Dobrze, porozmawiam z tobą, ale nie może to trwać dłużej, niż pięć minut.
...ale nie może to zająć więcej/może to zająć nie więcej, niż pięć minut. (preferowałbym pierwszą wersję)
 ...ale nie mogę na to poświęcić więcej/mogę na to poświęcić nie więcej, niż pięć minut. (to samo co wyżej)
 ...ale jeśli to ma trwać więcej niż pięć minut, to nie mam tyle czasu.
...ale tylko jeśli nasza rozmowa zajmie maksymalnie pięć minut.

Osobiście nie wiem którego bym użył, natomiast na pewno użyłbym dla klarowności sformułowania "streszczaj się" albo podobnego


----------



## majlo

Ja bym powiedział: "...ale mogę ci poświęcić maksymalnie/najwyżej pięć minut".


----------



## dreamlike

A do kogo tak w ogóle skierowałbyś te słowa? Bo Twoja wersja idealnie sprawdzała by się w rozmowie z kolegą na przykład. Nie użyłbym wersji zaproponowanej przez majlo w potocznej rozmowie z rówieśnikiem, albo nawet kimś nieznacznie starszym. Odczytałbym to jako silenie się na wyszukanie zwroty.


----------



## LilianaB

I think all of them sound great. Majlo's version is just for somebody on more friendly terms.


----------



## majlo

dreamlike said:


> Nie użyłbym wersji zaproponowanej przez majlo w potocznej rozmowie z rówieśnikiem, albo nawet kimś nieznacznie starszym.



Ja w normalnych okolicznościach też nie. Przeczytaj jeszcze raz pytanie, dreamlike.


----------



## dreamlike

Mój post można potraktować jako dygresję. Nigdzie nie napisałem, że użyłbyś tego wyrażenia, majlo.  



			
				LilianaB said:
			
		

> Majlo's version is just for somebody on more friendly terms.

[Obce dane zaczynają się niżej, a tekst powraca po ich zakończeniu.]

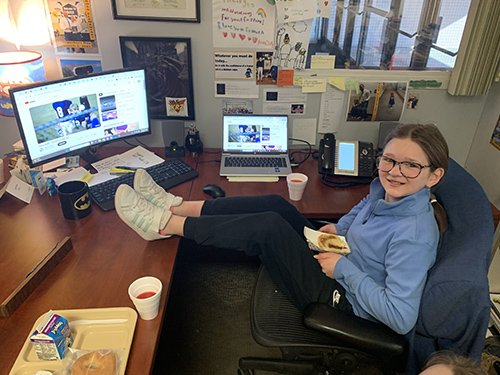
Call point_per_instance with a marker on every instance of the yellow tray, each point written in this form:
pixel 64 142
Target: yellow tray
pixel 109 328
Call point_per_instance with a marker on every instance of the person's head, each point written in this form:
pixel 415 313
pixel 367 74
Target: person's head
pixel 413 157
pixel 449 363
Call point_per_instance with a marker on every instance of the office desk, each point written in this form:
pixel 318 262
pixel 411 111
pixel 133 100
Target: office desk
pixel 107 256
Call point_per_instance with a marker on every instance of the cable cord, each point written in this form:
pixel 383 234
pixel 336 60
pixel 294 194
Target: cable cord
pixel 343 184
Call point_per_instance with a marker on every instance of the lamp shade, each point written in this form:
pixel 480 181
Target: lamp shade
pixel 18 68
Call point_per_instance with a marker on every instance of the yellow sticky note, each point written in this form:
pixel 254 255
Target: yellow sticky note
pixel 352 84
pixel 338 82
pixel 87 177
pixel 322 62
pixel 310 85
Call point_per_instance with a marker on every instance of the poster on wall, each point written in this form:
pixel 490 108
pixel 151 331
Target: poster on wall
pixel 265 71
pixel 292 43
pixel 169 74
pixel 243 24
pixel 377 101
pixel 495 138
pixel 234 65
pixel 72 26
pixel 290 11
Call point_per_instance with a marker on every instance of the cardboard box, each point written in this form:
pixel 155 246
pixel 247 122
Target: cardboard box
pixel 52 337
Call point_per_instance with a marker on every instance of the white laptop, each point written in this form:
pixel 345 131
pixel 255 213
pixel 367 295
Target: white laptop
pixel 255 145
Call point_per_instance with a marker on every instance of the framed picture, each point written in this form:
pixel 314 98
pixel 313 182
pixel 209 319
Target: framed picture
pixel 169 74
pixel 154 10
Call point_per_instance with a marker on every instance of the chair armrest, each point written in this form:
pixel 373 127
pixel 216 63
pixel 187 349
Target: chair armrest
pixel 355 332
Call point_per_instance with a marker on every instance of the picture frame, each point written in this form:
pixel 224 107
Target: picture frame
pixel 169 74
pixel 152 10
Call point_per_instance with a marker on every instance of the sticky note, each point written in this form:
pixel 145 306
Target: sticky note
pixel 285 77
pixel 310 85
pixel 322 62
pixel 338 82
pixel 352 84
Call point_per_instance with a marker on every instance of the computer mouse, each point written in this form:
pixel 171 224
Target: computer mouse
pixel 215 191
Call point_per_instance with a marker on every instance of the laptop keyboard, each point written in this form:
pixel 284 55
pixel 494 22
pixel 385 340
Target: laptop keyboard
pixel 249 161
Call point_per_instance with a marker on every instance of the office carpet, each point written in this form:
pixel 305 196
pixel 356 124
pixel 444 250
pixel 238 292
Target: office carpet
pixel 207 323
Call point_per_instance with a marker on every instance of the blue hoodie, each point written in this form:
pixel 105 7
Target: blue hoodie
pixel 393 245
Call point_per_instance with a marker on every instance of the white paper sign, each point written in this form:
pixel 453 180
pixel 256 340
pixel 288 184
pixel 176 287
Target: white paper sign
pixel 332 105
pixel 20 189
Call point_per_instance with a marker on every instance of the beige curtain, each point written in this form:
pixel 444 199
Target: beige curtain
pixel 479 56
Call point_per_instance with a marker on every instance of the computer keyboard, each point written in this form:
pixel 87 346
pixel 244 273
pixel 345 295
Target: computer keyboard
pixel 250 161
pixel 168 174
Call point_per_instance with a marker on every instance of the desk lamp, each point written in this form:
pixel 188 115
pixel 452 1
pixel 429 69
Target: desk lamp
pixel 18 68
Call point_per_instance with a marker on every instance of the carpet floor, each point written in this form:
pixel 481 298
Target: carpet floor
pixel 207 323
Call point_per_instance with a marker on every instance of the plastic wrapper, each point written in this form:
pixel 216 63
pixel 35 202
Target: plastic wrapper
pixel 92 362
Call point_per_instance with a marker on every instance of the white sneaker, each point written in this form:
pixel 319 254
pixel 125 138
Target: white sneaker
pixel 139 214
pixel 154 193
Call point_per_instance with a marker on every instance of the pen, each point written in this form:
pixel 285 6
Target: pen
pixel 120 170
pixel 125 167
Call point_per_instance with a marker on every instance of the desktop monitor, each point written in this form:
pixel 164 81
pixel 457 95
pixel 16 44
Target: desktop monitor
pixel 71 116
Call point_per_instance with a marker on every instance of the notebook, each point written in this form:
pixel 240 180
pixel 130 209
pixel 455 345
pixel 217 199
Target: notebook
pixel 255 145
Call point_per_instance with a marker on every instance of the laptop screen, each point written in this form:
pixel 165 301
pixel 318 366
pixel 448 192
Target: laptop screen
pixel 255 133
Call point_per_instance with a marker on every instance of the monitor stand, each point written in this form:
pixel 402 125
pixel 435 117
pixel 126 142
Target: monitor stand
pixel 89 157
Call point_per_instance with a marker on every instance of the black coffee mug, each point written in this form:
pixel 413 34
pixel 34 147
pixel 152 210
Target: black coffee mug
pixel 75 199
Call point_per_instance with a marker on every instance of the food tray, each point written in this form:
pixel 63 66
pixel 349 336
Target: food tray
pixel 114 330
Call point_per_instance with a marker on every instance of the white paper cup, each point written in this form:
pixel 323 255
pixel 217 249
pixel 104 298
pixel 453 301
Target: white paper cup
pixel 296 184
pixel 147 306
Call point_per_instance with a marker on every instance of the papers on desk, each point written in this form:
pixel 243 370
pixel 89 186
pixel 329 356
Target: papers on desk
pixel 137 157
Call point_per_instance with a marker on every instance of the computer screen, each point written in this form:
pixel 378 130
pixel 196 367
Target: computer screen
pixel 255 133
pixel 69 116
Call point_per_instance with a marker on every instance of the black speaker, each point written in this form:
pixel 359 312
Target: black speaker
pixel 173 137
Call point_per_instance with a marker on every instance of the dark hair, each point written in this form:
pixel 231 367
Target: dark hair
pixel 432 142
pixel 459 365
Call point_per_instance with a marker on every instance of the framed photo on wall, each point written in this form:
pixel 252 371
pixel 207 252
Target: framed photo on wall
pixel 153 10
pixel 169 74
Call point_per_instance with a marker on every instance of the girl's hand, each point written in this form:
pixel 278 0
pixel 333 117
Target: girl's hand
pixel 327 261
pixel 328 228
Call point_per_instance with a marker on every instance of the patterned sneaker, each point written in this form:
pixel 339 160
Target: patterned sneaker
pixel 139 214
pixel 154 193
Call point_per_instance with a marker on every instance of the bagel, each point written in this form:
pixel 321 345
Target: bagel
pixel 95 363
pixel 333 243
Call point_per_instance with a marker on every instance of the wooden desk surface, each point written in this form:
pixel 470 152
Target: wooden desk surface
pixel 107 256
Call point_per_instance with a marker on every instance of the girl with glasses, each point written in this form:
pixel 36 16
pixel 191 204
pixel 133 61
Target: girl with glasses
pixel 392 233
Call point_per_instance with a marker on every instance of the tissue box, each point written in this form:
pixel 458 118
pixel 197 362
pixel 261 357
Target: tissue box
pixel 52 338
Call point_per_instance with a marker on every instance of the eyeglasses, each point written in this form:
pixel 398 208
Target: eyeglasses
pixel 407 168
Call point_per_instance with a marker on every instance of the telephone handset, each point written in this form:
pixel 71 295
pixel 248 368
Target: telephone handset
pixel 326 159
pixel 345 158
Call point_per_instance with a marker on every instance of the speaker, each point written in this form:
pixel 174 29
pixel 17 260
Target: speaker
pixel 173 137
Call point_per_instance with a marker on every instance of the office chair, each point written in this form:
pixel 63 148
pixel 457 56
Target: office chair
pixel 454 311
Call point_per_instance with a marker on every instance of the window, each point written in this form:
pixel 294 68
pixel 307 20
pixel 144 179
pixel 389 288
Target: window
pixel 392 34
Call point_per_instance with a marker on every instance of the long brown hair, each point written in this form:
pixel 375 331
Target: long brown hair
pixel 430 139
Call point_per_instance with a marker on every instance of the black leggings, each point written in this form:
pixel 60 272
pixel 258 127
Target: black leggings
pixel 271 228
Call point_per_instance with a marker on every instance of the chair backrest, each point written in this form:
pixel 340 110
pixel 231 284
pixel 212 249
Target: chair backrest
pixel 454 312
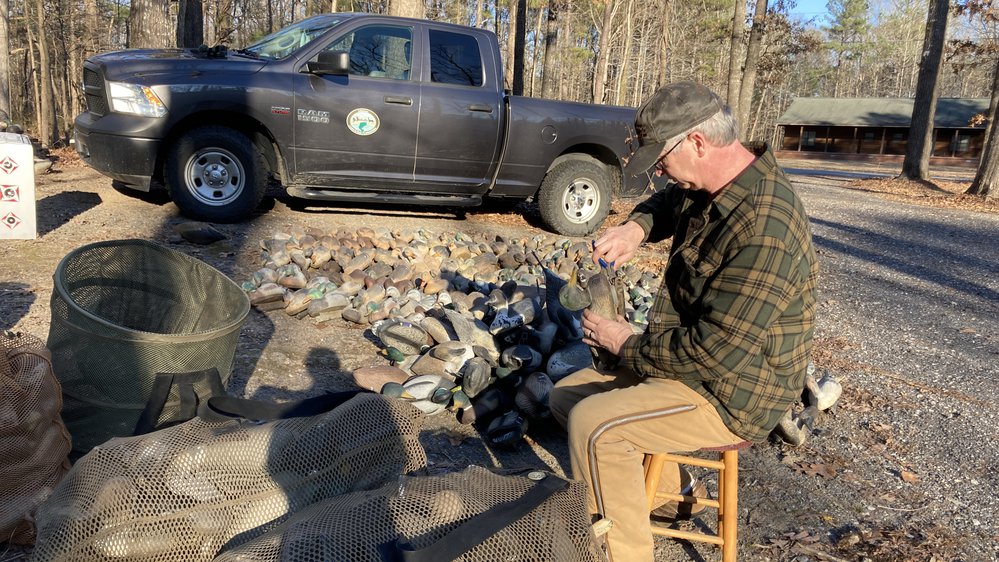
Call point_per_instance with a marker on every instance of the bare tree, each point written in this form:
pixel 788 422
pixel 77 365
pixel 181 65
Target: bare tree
pixel 920 144
pixel 150 25
pixel 737 38
pixel 603 51
pixel 988 168
pixel 408 8
pixel 519 45
pixel 190 23
pixel 5 58
pixel 48 130
pixel 549 85
pixel 748 84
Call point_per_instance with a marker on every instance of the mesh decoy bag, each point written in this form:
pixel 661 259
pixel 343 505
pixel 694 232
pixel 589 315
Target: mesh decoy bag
pixel 33 441
pixel 126 311
pixel 434 519
pixel 181 494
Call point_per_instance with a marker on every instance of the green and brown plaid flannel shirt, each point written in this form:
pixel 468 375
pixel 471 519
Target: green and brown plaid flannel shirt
pixel 735 313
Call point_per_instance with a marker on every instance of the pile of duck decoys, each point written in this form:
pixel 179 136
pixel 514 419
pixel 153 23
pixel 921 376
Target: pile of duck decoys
pixel 478 325
pixel 481 326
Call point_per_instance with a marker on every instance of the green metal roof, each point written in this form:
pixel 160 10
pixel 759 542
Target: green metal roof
pixel 879 112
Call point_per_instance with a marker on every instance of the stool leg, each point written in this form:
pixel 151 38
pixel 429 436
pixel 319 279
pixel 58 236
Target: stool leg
pixel 728 515
pixel 653 471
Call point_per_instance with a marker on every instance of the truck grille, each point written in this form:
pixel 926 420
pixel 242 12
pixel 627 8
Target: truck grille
pixel 93 87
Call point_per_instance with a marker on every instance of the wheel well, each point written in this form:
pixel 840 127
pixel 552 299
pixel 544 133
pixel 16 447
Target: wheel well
pixel 601 154
pixel 253 129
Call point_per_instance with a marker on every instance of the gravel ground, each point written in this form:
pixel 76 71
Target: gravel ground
pixel 903 468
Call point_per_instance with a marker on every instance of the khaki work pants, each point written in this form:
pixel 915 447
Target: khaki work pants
pixel 626 416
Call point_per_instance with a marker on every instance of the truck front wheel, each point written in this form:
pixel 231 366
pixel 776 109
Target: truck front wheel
pixel 215 174
pixel 575 197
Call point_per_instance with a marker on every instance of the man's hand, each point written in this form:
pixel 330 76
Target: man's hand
pixel 608 334
pixel 619 243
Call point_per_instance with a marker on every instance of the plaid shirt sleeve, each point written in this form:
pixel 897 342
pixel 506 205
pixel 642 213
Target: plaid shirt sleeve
pixel 657 215
pixel 739 304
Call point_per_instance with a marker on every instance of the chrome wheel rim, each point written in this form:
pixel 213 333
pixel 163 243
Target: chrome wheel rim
pixel 580 200
pixel 214 177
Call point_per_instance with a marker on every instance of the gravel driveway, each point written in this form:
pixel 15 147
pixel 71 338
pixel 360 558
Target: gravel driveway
pixel 903 468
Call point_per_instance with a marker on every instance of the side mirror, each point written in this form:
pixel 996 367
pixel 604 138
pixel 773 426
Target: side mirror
pixel 330 62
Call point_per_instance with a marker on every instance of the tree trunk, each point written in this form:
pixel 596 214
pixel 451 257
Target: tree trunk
pixel 736 37
pixel 549 85
pixel 479 20
pixel 511 43
pixel 920 145
pixel 603 51
pixel 625 55
pixel 664 45
pixel 993 103
pixel 92 31
pixel 5 59
pixel 988 166
pixel 748 84
pixel 190 23
pixel 407 8
pixel 48 131
pixel 519 46
pixel 535 51
pixel 150 25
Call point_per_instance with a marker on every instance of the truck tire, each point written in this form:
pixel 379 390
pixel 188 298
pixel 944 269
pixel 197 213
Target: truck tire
pixel 215 174
pixel 575 197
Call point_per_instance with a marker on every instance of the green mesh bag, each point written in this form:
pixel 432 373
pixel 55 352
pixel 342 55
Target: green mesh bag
pixel 463 516
pixel 126 311
pixel 181 494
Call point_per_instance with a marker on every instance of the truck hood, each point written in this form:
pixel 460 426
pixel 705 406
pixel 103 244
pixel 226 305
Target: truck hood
pixel 141 64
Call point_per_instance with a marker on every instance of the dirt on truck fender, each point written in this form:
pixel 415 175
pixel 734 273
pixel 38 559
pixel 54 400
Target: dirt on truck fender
pixel 350 107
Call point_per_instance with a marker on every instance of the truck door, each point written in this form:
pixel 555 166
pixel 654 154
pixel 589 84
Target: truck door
pixel 460 116
pixel 360 130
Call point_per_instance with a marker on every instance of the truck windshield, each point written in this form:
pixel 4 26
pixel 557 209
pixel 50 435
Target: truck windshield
pixel 286 41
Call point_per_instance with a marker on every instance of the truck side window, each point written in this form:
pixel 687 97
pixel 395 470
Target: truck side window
pixel 454 59
pixel 378 50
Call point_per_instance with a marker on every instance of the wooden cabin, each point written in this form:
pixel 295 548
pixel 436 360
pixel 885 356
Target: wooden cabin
pixel 877 129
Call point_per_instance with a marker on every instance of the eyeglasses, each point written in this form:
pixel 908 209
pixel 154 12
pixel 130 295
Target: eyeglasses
pixel 663 157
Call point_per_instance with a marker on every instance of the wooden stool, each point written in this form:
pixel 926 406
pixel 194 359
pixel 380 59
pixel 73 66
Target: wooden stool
pixel 727 503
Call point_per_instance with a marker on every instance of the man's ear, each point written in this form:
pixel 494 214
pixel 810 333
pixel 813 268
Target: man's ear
pixel 699 141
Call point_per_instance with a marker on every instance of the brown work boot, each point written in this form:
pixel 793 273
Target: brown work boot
pixel 682 511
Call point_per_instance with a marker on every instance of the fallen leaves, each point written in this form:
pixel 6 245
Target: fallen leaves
pixel 809 468
pixel 945 194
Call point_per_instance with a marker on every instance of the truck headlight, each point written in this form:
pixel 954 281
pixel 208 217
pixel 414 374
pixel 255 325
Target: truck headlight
pixel 135 99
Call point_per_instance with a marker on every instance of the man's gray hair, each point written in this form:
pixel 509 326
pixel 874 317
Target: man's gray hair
pixel 721 129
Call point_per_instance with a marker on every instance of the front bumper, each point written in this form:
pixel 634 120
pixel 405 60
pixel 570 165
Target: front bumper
pixel 130 160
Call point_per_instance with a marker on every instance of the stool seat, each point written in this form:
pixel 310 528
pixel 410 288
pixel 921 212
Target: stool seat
pixel 727 466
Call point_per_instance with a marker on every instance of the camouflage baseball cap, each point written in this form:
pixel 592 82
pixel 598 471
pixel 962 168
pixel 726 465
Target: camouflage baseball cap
pixel 670 111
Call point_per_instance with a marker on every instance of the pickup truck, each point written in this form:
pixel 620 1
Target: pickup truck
pixel 350 107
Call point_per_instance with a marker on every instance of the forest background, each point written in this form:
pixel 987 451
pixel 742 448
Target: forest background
pixel 758 54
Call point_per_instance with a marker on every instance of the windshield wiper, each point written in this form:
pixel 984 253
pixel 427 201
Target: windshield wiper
pixel 247 53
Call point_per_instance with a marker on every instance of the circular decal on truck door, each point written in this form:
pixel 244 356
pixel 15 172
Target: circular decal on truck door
pixel 362 121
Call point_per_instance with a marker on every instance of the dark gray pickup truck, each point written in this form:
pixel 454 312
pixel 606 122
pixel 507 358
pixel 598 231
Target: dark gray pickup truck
pixel 349 107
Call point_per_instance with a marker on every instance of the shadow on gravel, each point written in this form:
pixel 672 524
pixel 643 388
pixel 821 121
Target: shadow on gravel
pixel 17 299
pixel 56 210
pixel 920 260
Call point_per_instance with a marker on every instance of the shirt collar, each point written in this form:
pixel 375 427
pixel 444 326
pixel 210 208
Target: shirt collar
pixel 741 186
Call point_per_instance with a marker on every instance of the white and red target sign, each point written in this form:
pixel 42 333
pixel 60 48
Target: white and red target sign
pixel 8 165
pixel 10 194
pixel 11 221
pixel 17 188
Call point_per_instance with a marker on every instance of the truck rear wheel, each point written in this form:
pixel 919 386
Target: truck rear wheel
pixel 575 197
pixel 215 174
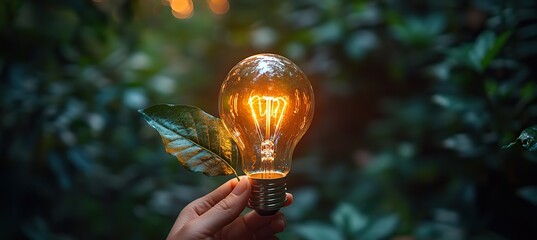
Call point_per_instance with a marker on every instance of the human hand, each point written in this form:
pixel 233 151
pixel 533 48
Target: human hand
pixel 217 216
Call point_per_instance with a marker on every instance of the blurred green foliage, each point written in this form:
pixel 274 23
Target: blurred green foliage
pixel 415 101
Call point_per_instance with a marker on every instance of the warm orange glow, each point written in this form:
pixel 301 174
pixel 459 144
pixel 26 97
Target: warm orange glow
pixel 218 6
pixel 182 9
pixel 268 107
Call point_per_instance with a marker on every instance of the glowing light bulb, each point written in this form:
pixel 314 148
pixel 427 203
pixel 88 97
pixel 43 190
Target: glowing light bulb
pixel 266 103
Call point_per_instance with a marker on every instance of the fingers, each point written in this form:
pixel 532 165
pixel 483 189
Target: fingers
pixel 255 226
pixel 223 212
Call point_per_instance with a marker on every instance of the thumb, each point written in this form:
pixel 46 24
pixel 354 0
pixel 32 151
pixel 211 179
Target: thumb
pixel 225 211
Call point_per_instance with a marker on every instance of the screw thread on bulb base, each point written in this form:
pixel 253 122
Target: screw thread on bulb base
pixel 268 195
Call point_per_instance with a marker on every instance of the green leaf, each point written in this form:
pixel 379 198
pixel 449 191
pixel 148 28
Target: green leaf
pixel 486 47
pixel 529 193
pixel 200 141
pixel 528 138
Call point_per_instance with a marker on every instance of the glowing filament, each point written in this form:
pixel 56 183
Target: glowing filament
pixel 270 108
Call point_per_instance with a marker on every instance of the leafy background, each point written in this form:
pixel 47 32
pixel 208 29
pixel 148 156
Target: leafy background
pixel 415 100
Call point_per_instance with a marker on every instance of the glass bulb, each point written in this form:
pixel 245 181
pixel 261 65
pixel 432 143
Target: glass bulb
pixel 266 103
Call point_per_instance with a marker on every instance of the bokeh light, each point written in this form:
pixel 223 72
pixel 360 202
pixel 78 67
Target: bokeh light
pixel 218 6
pixel 182 9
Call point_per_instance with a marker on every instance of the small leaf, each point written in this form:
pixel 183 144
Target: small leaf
pixel 528 138
pixel 200 141
pixel 529 193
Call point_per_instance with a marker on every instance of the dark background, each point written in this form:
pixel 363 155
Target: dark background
pixel 415 100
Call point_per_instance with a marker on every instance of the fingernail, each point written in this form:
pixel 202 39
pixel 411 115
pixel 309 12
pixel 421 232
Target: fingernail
pixel 241 187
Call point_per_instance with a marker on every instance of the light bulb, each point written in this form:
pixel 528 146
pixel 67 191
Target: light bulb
pixel 266 102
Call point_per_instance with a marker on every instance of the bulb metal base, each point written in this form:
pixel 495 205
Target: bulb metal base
pixel 268 195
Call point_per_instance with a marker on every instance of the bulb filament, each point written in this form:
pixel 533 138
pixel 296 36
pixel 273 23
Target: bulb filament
pixel 272 110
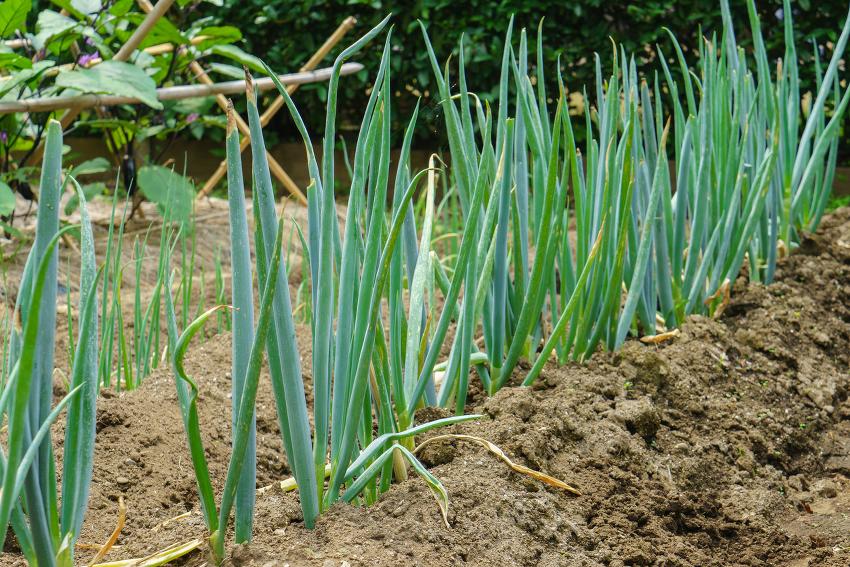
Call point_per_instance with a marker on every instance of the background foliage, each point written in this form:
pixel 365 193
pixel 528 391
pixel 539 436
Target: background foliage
pixel 572 31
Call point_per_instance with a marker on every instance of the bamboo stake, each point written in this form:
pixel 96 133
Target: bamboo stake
pixel 81 102
pixel 158 49
pixel 278 102
pixel 123 54
pixel 275 167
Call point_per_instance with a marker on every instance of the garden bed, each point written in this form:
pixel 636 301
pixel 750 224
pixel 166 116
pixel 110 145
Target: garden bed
pixel 728 445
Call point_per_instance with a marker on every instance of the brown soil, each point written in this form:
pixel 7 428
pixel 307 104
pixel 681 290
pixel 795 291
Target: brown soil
pixel 727 446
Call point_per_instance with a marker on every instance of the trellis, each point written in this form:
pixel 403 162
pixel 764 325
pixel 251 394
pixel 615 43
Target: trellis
pixel 73 105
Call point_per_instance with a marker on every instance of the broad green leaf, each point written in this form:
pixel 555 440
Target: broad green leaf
pixel 51 25
pixel 13 16
pixel 88 167
pixel 218 35
pixel 112 77
pixel 162 32
pixel 7 199
pixel 14 61
pixel 19 78
pixel 86 7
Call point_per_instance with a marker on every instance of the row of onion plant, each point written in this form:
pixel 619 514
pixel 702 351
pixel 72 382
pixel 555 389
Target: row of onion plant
pixel 584 246
pixel 365 378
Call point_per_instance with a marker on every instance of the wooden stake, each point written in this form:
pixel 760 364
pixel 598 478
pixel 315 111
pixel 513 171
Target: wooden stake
pixel 278 103
pixel 81 102
pixel 123 54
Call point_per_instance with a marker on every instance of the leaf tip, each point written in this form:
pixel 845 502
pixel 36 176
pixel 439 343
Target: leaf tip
pixel 231 118
pixel 249 85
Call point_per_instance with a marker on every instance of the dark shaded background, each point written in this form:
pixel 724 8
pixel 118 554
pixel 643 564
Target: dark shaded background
pixel 287 33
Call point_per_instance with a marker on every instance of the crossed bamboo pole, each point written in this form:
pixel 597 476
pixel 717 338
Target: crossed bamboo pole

I think it's quite the other way round - his suggestion is perfect for people who are on formal basis. I can imagine teacher saying this to a student.


----------



## majlo

Nie w tym rzecz. W tym wątku chyba właśnie o to chodzi, żeby się silić na wyszukane zwroty. Ja przynajmniej tak interpretuję to pytanie.


----------



## cointi

Cóż,

dziękuję wszystkim i każdemu z osobna za poświęcony czas!

Pozdrawiam serdecznie, 

Giesiek


----------